A plethora of Bluetooth trackers promise users they'll never lose a thing again, or at least that they'll be quick to find their lost items thanks to slim Bluetooth tags paired to their smartphone. Some Bluetooth tags even tap into cloud-based applications to crowdsource a tag's GPS location, by leveraging the proximity of other smartphone users (having adopted the same application) to locate the lost item and share back the data via the cloud.
Such peer-to-peer IoT networks only become effective at returning useful data when a service is massively adopted by end-users, by-passing the need for dedicated subscription-based IoT networks or GPS-enabled tags (whose data is typically shared for a monthly fee).
With over 1.5 million TrackR devices shipped since its 6331% funded Indiegogo campaign in 2014 (raising $1,724,829), TrackR's President and Co-Founder Christian Smith is confident about coverage.
"With tens of thousands of active users, we've got the largest Crowd GPS network running" he told EETimes Europe. With our current user base, you can find your tagged items 24/7 in most metropolitan cities", he said.
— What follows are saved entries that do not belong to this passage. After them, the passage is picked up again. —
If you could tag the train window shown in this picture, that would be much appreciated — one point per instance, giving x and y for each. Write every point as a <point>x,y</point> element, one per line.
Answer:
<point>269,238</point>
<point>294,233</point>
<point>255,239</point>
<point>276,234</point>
The company offers various TrackR tags catering for different applications, including the 3.5mm thin TrackR bravo (31mm in diameter and operating up to a year on a replaceable CR1616 battery), the TrackR wallet (slightly larger but with a two-year battery life), and the TrackR sticker 25mm in diameter and 5mm thick, that will stick to your assets.
And the network is about to expand. TrackR is talking to consumer good manufacturing companies so they embed the Bluetooth tracker module and software into their goods, boasting the number of users relying on its TrackR application.
"HP is about to embed trackers into one million laptop backpacks, and Cross is looking at embedding a tracker capability into its luxury pens", Smith said.